Structure of a massive dust clump reveals the growth mechanism of giant stars

(ORDO NEWS) — Using the Atacama Large Millimeter Array (ALMA) radio observatory, Argentine astronomers studied a massive molecular clot known as AGAL35 (or AGAL G035.1330-00.7450). The results will help to gain a deeper understanding of the formation of massive stars.

Observations show that high-mass stars form as a result of the fragmentation of massive molecular clumps. Such clumps can collapse under the influence of their own gravity and fragment to form multiple nuclei. However, scientists still cannot come to a consensus regarding the mechanism of formation of massive stars: whether it occurs as a result of the collapse of one monolithic nucleus or as a result of a global hierarchical collapse of a molecular clot.

The molecular clot AGAL35, located at a distance of about 6850 light-years from Earth, shows signs of limited fragmentation, and therefore was chosen by scientists as a good “laboratory” for studying the early formation processes of massive stars.

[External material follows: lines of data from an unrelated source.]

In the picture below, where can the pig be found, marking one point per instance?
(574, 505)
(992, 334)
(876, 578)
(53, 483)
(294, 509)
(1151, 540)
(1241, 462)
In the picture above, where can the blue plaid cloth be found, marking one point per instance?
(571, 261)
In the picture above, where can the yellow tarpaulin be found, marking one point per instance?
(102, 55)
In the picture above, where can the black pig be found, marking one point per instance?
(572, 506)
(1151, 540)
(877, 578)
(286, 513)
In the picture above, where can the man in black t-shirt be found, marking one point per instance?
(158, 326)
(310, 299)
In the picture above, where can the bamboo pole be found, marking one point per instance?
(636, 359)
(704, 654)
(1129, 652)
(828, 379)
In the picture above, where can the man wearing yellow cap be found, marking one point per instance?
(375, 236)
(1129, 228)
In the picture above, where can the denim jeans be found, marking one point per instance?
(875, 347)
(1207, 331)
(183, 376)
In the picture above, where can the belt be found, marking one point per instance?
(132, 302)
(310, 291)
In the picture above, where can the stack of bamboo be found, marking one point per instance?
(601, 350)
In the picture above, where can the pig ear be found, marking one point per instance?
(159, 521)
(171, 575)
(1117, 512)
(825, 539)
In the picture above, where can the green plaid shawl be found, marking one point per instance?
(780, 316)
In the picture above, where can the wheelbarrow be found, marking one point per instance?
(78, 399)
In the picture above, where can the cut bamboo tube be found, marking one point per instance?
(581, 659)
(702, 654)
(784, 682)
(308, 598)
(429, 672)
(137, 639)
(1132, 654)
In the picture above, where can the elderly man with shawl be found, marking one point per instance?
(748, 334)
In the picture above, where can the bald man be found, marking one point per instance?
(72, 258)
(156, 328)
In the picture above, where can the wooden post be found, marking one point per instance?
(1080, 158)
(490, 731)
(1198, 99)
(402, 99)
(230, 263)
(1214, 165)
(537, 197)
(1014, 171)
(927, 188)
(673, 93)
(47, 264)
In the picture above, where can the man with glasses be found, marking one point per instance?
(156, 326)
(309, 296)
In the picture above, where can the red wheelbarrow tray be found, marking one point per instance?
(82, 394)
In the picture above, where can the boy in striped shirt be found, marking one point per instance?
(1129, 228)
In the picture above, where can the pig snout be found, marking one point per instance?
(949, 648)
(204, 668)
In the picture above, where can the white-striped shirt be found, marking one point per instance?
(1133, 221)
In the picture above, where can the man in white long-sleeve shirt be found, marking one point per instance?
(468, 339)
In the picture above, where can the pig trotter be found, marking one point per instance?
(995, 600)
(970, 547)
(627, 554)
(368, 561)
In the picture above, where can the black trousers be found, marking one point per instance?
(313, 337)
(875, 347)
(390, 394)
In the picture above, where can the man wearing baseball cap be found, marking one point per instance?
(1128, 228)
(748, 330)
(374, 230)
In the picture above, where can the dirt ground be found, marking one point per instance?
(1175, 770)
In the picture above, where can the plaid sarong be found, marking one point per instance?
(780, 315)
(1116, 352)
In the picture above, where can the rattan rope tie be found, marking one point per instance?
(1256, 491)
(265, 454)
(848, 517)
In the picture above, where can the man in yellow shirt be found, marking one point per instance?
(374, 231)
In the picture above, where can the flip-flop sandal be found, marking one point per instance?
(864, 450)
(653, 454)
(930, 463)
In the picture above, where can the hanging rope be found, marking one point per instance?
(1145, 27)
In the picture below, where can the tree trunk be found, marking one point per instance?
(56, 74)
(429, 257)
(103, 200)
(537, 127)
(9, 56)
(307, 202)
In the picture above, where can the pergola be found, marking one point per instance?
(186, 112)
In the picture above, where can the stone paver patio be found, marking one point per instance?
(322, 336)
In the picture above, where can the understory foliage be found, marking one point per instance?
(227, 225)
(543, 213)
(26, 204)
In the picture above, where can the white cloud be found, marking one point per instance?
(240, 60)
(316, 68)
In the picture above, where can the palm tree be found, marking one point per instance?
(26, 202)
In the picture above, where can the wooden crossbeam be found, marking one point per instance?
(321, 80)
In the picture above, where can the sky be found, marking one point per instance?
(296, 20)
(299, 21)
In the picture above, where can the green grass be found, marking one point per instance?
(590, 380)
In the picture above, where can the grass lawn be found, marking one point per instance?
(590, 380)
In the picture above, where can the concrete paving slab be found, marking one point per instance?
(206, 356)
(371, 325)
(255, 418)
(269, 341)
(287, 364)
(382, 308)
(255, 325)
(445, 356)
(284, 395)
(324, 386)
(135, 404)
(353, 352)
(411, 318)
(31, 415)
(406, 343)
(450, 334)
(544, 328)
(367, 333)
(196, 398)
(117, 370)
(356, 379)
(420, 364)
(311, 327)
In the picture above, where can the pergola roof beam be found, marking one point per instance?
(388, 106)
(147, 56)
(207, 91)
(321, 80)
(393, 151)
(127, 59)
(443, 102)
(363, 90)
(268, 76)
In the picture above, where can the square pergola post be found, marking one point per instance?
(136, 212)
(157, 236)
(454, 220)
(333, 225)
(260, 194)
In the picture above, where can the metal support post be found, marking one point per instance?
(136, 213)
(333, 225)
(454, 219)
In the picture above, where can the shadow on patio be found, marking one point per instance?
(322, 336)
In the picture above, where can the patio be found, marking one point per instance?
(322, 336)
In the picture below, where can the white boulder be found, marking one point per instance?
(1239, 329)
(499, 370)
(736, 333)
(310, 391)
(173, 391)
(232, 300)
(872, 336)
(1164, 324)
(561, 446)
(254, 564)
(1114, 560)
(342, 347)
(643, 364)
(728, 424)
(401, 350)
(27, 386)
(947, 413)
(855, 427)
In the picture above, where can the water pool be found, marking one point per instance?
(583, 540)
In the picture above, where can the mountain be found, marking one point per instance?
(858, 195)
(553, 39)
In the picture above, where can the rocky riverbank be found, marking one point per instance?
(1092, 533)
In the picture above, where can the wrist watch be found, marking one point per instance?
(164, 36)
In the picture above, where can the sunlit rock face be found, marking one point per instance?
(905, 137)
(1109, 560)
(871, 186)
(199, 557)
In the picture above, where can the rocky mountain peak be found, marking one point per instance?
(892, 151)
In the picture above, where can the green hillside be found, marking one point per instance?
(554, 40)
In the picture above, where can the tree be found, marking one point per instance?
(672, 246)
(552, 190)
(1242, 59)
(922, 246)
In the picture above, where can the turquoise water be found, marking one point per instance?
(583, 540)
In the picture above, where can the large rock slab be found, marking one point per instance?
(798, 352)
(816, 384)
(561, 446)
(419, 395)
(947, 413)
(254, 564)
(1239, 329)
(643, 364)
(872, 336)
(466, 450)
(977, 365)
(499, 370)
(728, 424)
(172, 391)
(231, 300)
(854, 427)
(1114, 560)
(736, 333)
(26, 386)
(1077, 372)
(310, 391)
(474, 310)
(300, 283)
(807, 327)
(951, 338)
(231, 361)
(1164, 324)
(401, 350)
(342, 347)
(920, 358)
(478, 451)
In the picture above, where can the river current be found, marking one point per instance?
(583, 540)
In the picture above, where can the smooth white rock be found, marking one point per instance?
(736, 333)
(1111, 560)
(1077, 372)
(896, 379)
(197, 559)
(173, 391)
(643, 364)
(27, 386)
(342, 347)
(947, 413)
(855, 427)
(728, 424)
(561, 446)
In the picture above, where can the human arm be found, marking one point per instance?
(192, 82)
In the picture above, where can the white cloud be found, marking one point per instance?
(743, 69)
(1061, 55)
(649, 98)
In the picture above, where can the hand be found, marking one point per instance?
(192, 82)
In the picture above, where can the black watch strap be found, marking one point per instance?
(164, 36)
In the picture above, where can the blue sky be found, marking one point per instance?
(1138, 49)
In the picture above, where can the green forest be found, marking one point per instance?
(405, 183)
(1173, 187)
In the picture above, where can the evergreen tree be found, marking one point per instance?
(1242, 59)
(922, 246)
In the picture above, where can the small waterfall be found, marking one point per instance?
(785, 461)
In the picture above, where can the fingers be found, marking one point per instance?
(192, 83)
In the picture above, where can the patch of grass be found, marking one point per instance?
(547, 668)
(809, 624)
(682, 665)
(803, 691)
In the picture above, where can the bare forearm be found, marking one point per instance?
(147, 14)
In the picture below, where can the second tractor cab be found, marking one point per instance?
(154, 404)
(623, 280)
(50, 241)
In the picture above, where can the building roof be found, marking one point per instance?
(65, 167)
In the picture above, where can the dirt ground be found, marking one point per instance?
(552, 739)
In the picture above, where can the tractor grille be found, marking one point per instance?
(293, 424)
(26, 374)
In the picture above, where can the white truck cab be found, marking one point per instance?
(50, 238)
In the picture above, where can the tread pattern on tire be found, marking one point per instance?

Therefore, a team of astronomers led by Martin E. Ortega from the University of Buenos Aires, Argentina, using the ALMA observatory, studied the fragmentation and kinematics of molecular gas in the AGAL35 clump to clarify its internal structure.

As a result, it was possible to confirm four dim in the infrared range of dust cores with masses less than three solar masses, that is, less massive than previously assumed. In addition, a number of other properties of these nuclei have been studied, including their temperature and possible chemical composition.

Given that these four nuclei have relatively low masses, the authors conclude that the only possibility for the formation of massive stars in molecular clumps such as AGAL35 is the competitive accretion mechanism.